Continuous Secondary Search Criteria are frivolous and the screeners questionable
I've noticed that one of the criteria these 'brain trusts' use to select people for special screening is whether or not your driver's licence has an expiration date! Just imagine them going through their 'job training for moron robots' sessions, with the instructor laying down the gospel for them that they must always check mechanically for an expiration date. Then they encounter a driver's licence that doesn't have one. It's interesting to watch them melt down.
The foreign born ones are a lot more understanding than your US borne country bumpkin (or even bigot). These routinely whip out their pens, and hand-write in the four Ses on my boarding pass, which gets me subject to being groped and felt up by someone of questionable sexuality. I hate that.
That comes to the other criterion for selecting people for secondary searches. I've noticed that they tend to 'pick on' the young athletic guys. Women less so. It was especially remarkable one day when I was getting on in, and got 'randomly' sent to a special pre-check in baggage screen. I looked at the line for the screen, and compared that to the people being waved through, and it was clearly a case of 'male models' vs. the frumpy punters. For a moment there, I felt flattered to be included.

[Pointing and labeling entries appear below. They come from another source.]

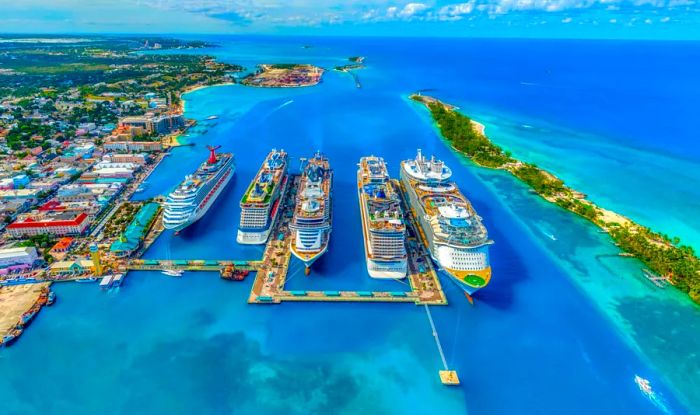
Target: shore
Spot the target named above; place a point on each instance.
(16, 300)
(675, 263)
(284, 76)
(193, 88)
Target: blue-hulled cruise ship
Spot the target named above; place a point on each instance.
(194, 196)
(260, 203)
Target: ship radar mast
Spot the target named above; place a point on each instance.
(212, 154)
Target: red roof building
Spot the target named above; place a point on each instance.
(53, 223)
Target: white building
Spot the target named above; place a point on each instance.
(11, 257)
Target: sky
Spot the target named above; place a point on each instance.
(625, 19)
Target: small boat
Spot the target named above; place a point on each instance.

This inequity was not lost on the other members of the line, most of whom were in their twenties, much younger than I. One quipped, "Aw, you know, this is just an excuse to find out what kind of underwear we wear." Another replied, "Or more like, how clean the underwear is." A third came up with, "Oh come on, you know they really want to know what kind of condoms we use.". And a fourth, "Who uses a condom?".
In all seriousness, any time you create an overbearing security infrastructure like this which is labour-intensive, in order to cut costs, you'll have to resort to hiring cheap people that lost out in the education game, and can't get a job somewhere else. Working for the TSA has a bit more prestige than flipping burgers or cleaning toilets, but not much. It's also a collecting magnet for the kind of people who really get into feeling people up during secondary searches.
I don't think there will ever be a single terrorist caught by these invasive screening techniques. Face it, terrorists are driven and smart, whereas most of the people doing the screening probably couldn't even spell the word, much less spot one.
It will be interesting to see what effect programs like Clear will have on this. The information collected doesn't seem to be very special -- a potential terrorist could easily supply such information. It's almost like a bribe to get around the inconveniences of something created primarily for reasons of low-skilled employment.